Last updated: July 2022
Bipolar disorder is characterised by alternating manic and depressive episodes a Citation a. “Unipolar forms” are characterized by recurring episodes of depression. , generally separated by “normal” periods lasting several months or years.
Episodes of mania are characterised by elation, euphoria and hyperactivity accompanied by insomnia, grandiose ideas, and loss of social inhibitions (sexual, in particular).
Depressive episodes are often severe, with significant risk of suicide.
Look for family history of similar symptoms (particularly suicide), very frequent in bipolar patients.
- Episodes of mania are treated with haloperidol PO: 5 mg once daily for 3 days, then 7.5 mg for one week; if necessary, increase by increments of 2.5 mg per week (max. 15 mg daily).
risperidone PO: 2 mg once daily; if necessary, increase in increments of 1 mg per week (max. 6 mg daily).
olanzapine PO: 10 mg once daily for 3 days; if necessary, increase in increments of 5 mg per week (max. 20 mg daily).
If there is improvement after one week of treatment, continue with the same dose for at least 8 weeks after remission of symptoms.
- Diazepam PO (5 to 10 mg daily) can be added during the first 2 to 3 weeks.
- If symptoms do not resolve after 2 weeks of antipsychotic treatment at maximum tolerated dose (and 2 different antipsychotics have been tried), add a mood stabiliser:
valproic acid PO: 200 mg 2 times daily (Week 1) then 400 mg 2 times daily (Week 2) then 500 mg 2 times daily (Week 3). This is usually sufficient to stabilise the patient; if necessary the dose may be increased by 500 mg weekly (max. 1000 mg 2 times daily).
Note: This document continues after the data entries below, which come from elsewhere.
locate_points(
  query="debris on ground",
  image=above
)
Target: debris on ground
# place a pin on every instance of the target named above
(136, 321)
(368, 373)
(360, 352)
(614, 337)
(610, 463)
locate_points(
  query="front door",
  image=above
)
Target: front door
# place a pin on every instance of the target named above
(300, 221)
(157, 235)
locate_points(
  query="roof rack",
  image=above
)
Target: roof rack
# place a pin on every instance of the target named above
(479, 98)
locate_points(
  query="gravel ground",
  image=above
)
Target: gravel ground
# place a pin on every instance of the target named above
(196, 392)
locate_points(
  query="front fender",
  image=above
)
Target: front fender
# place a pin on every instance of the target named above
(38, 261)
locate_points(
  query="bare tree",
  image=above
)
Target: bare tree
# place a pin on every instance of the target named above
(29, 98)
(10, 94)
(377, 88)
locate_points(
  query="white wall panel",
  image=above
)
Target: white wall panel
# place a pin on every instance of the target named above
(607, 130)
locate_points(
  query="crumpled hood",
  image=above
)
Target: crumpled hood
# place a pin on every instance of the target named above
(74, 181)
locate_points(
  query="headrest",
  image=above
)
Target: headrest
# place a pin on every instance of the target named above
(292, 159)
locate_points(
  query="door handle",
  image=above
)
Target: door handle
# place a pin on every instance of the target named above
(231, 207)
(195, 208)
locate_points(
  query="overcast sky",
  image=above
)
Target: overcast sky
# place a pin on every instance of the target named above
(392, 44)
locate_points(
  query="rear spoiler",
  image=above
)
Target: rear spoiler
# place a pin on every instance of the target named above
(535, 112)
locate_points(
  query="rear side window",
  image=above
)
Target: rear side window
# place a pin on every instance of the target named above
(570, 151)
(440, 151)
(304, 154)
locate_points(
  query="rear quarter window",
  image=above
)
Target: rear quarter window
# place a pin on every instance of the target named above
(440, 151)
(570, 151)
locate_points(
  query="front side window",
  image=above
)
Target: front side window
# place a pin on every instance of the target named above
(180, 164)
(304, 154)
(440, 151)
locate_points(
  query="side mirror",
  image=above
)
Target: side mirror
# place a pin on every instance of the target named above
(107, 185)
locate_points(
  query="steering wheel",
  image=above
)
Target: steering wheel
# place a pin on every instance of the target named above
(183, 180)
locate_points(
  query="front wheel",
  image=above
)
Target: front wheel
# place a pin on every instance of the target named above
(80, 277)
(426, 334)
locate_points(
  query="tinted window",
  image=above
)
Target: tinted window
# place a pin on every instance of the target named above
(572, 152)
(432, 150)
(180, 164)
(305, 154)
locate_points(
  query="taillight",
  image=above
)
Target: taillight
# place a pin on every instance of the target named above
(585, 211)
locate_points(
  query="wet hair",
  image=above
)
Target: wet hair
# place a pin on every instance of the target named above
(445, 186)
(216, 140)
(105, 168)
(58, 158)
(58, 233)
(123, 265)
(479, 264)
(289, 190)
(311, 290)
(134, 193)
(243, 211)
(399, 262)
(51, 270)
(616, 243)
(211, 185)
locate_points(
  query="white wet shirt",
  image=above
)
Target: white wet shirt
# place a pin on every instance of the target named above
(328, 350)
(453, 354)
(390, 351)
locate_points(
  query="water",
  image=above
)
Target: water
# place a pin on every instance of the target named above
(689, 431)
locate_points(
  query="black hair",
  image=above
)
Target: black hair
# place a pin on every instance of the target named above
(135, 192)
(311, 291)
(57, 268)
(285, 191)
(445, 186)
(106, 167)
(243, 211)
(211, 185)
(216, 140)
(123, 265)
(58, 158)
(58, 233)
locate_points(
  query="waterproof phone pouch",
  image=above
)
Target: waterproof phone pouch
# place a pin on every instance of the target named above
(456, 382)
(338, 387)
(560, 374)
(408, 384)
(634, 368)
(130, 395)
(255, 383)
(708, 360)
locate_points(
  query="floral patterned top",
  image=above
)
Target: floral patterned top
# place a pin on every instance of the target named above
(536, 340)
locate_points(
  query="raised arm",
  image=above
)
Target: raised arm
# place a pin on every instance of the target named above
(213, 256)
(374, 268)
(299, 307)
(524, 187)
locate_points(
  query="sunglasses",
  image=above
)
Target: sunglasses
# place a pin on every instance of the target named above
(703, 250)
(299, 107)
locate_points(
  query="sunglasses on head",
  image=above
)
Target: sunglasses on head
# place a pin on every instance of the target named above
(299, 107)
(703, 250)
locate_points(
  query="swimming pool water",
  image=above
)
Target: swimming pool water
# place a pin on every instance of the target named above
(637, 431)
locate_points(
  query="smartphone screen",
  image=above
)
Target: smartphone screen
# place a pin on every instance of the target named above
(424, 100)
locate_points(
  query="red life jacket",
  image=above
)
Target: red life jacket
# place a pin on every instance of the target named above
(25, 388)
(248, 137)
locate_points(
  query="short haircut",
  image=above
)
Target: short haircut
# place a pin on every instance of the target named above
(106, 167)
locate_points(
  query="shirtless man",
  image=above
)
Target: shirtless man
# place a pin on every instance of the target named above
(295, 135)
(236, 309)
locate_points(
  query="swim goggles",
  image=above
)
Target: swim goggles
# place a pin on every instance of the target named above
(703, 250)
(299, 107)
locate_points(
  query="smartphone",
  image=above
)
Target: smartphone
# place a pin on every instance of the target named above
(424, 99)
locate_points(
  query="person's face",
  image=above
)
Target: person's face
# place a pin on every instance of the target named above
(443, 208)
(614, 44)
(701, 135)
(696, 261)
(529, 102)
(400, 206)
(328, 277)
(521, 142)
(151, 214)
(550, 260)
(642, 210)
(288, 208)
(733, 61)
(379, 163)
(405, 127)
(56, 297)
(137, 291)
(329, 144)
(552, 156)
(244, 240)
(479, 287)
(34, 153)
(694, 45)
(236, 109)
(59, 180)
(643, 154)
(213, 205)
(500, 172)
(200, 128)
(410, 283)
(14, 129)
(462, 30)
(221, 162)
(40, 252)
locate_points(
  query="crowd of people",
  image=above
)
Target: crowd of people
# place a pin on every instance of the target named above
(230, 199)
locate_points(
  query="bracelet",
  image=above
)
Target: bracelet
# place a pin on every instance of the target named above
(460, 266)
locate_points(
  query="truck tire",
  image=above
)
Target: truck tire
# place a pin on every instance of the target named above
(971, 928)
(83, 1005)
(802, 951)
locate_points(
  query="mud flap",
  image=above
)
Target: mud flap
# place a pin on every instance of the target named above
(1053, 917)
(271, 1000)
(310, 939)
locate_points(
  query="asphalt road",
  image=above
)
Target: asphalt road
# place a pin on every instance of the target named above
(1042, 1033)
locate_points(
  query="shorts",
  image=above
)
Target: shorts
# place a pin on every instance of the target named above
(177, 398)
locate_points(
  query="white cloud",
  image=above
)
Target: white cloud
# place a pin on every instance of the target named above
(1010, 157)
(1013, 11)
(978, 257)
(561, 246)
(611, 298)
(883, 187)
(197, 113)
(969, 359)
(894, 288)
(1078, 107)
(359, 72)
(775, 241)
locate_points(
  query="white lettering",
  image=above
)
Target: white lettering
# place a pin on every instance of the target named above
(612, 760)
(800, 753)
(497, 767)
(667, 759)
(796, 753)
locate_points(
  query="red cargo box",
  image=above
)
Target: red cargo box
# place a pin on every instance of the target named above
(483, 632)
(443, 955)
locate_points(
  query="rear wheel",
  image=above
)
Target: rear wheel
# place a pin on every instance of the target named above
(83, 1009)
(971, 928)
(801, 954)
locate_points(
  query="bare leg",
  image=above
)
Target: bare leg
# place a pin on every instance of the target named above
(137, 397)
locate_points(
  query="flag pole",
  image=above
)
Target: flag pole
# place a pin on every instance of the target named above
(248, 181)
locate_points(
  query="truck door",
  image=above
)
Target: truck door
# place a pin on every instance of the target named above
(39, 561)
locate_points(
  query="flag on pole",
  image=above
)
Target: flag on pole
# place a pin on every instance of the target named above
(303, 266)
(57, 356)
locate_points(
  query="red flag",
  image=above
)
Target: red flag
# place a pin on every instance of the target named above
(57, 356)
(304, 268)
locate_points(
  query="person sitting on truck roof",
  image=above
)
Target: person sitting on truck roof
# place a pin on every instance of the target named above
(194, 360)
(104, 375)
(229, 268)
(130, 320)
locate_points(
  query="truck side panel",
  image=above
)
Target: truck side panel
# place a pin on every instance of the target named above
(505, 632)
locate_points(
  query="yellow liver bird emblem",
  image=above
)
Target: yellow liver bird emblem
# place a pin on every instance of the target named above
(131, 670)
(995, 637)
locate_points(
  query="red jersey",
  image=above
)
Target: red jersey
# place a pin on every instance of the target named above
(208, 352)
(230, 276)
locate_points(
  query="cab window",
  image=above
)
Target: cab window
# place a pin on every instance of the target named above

carbamazepine PO: 100 mg 2 times daily (Week 1) then 200 mg 2 times daily (Week 2) then 200 mg 3 times daily (Week 3). This is usually sufficient to stabilise the patient; if necessary the dose may be increased by 200 mg weekly (max. 1200 mg daily).
- Treatment should be continued until at least 8 weeks after complete remission of symptoms. Assess together with the patient the benefits and risks of pursuing long-term treatment.
- If is it decided to discontinue antipsychotic treatment, medication should be stopped gradually, monitoring for possible relapse.
- Depressive episodes are treated as for depression (see Depression).
- If the patient has an episode of mania while on antidepressants, immediately stop antidepressants and treat the episode of mania as above. An episode of mania while on antidepressants is indicative of bipolar disorder.
Long-term treatment for bipolar disorder is based on continuation of the treatment that led to the remission of the manic episode: antipsychotic, mood stabilizer, or a combination of both.
Treatment can be initiated by a physician trained in mental health, but a consultation should be set up as soon as possible with a specialist.
Valproic acid is not recommended in women of childbearing age. If it is necessary to start treatment, use carbamazepine.
If a woman of childbearing age is already taking valproic acid, switch to carbamazepine by gradually decreasing the dose of valproic acid over a period of 2 weeks (do not stop treatment abruptly) while gradually starting carbamazepine.
If a woman becomes pregnant or is planning pregnancy it is essential to contact a specialist to re-evaluate whether the treatment is still necessary and adjust the dose if needed.
- (a)“Unipolar forms” are characterized by recurring episodes of depression.